If you’re hitting a wall as you work to achieve your goals, try backing off and softening past your limits to expand your range.
The Surprising Lesson
I’ve always found great joy in singing. In fact, I was voted “most likely to spontaneously burst into song” in high school.
From grade school through college, I sang in every choir available, always as an alto. My voice was so low that in a pinch, I would help out the tenors. Each time I had a new director, I would announce, “I’m an alto, I don’t sing above a third space C.” I’m solid with tight harmony, so no one argued.
I would have loved to sing higher but accepted the range I was given.
How Do You Expand Your Range?
Shortly after college graduation, my friends Jeff and Catherine asked me to sing at their wedding. The music was tricky, so I used my first real paycheck to hire a voice teacher from Peabody to help me prepare. I approached my voice teacher, Laura, as I had every music teacher since Ms. Elsie, my church junior choir director. “I’m an alto … what’s the best way to expand my range?
Laura’s first question was, “How do you know?”
I just laughed, “Oh you’ll see … but I’m okay with it … I’m just here to get some help with these complicated runs.”
“Let’s not make any assumptions.”
I then belted out my best alto bravado, stopped at C and smiled. “See?”

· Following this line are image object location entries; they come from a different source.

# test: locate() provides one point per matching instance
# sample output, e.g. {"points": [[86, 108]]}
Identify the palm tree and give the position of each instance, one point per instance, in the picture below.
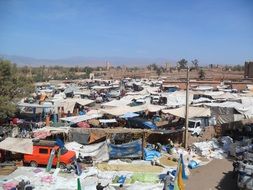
{"points": [[202, 74], [195, 64], [182, 63]]}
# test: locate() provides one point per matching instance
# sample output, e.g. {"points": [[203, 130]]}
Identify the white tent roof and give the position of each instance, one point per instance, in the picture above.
{"points": [[193, 112], [34, 105], [70, 103], [19, 145], [76, 119], [121, 110]]}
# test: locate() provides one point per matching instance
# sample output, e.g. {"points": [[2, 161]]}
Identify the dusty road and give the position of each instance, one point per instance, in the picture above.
{"points": [[215, 175]]}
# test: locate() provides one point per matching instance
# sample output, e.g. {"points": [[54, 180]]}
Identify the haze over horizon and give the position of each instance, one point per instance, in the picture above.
{"points": [[212, 31]]}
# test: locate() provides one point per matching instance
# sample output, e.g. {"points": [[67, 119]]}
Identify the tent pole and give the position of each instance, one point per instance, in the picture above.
{"points": [[186, 110]]}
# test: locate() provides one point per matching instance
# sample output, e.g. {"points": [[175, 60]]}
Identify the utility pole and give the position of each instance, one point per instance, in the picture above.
{"points": [[186, 110]]}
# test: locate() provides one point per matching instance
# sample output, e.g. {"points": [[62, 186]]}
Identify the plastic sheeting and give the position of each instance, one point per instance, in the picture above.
{"points": [[76, 119], [127, 150], [151, 154], [25, 146], [98, 151], [193, 112]]}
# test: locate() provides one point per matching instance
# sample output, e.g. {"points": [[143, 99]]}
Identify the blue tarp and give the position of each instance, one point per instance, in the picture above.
{"points": [[150, 125], [129, 115], [127, 150], [151, 154]]}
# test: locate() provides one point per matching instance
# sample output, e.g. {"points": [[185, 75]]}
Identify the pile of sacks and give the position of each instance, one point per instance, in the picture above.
{"points": [[209, 149]]}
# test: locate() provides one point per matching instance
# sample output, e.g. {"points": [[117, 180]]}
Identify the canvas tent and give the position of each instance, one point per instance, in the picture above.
{"points": [[76, 119], [193, 112], [19, 145]]}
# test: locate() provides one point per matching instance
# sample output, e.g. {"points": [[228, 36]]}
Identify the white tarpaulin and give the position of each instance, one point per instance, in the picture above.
{"points": [[177, 98], [19, 145], [117, 111], [70, 103], [98, 152], [76, 119], [193, 112], [107, 120]]}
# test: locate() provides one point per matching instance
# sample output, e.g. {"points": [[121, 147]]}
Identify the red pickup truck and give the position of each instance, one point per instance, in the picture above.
{"points": [[41, 154]]}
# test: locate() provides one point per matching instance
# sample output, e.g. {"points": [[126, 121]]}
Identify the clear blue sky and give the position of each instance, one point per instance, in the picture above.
{"points": [[214, 31]]}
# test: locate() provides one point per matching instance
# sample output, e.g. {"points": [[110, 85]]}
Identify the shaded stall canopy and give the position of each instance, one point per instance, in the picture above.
{"points": [[118, 111], [69, 104], [76, 119], [101, 87], [107, 121], [35, 105], [243, 109], [98, 151], [44, 132], [19, 145], [177, 98], [193, 112], [127, 150], [121, 110]]}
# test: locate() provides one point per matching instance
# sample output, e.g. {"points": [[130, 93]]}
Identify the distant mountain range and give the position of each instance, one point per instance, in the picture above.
{"points": [[84, 61]]}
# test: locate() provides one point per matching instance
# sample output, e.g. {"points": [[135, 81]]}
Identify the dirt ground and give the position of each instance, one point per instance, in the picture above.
{"points": [[215, 175]]}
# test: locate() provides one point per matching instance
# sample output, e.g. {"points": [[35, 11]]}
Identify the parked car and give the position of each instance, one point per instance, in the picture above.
{"points": [[41, 154], [195, 127], [140, 123]]}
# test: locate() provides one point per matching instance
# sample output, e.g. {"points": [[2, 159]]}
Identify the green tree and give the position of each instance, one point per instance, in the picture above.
{"points": [[202, 74], [13, 86]]}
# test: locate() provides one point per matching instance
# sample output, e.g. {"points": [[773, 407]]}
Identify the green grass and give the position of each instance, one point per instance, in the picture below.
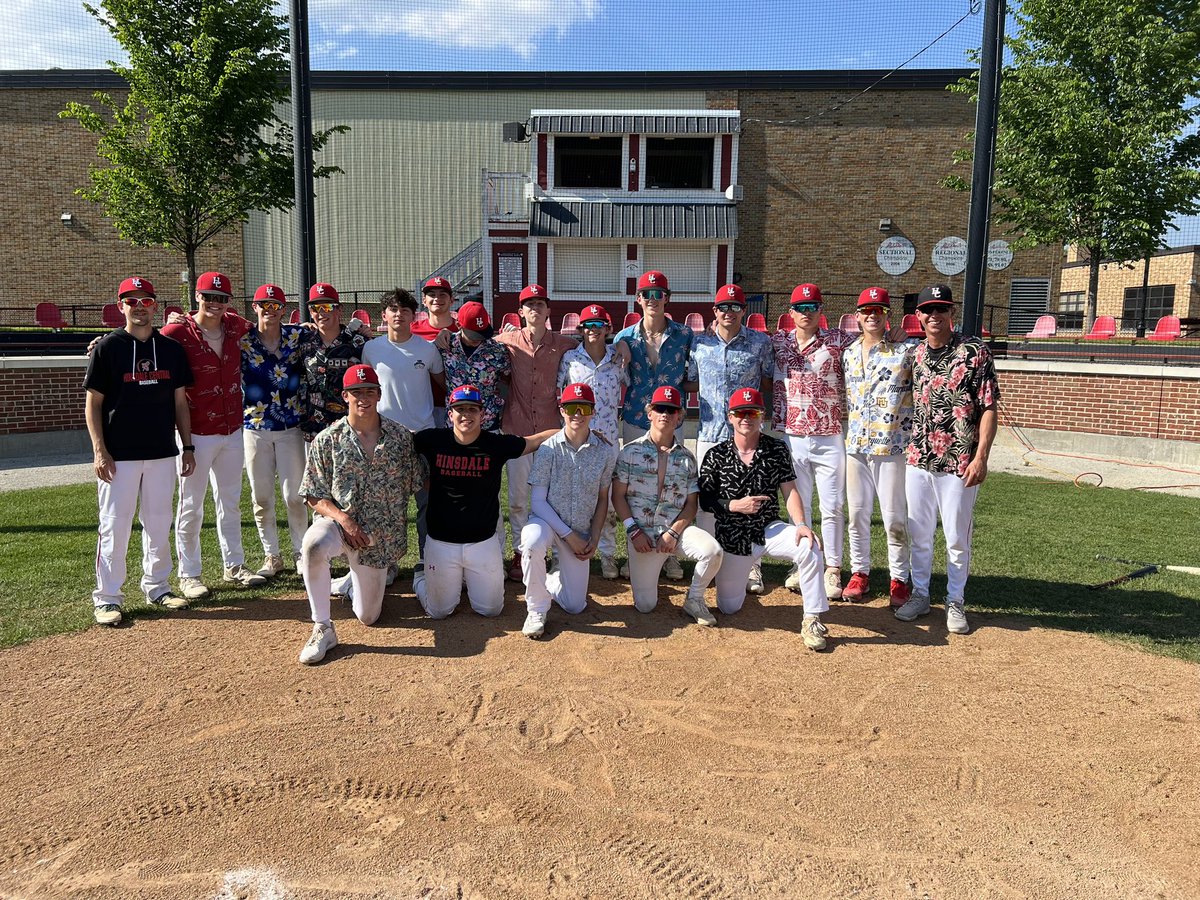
{"points": [[1035, 547]]}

“Your pushing too hard. You want it too much. Lighten up, back off and sing it like Julia Child.”
Backing off felt scary, I was attached to my “big voice.”
Within two weeks, my range had expanded North a full octave. I’ve sung first soprano for the past two decades. Broader range led to a breadth of expanded opportunities.
Pushing too hard created false limits. There were new songs to be sung, but I couldn’t hear them.
When we push to perfect who we are, we lose sight of the talents waiting backstage ready to stretch our range.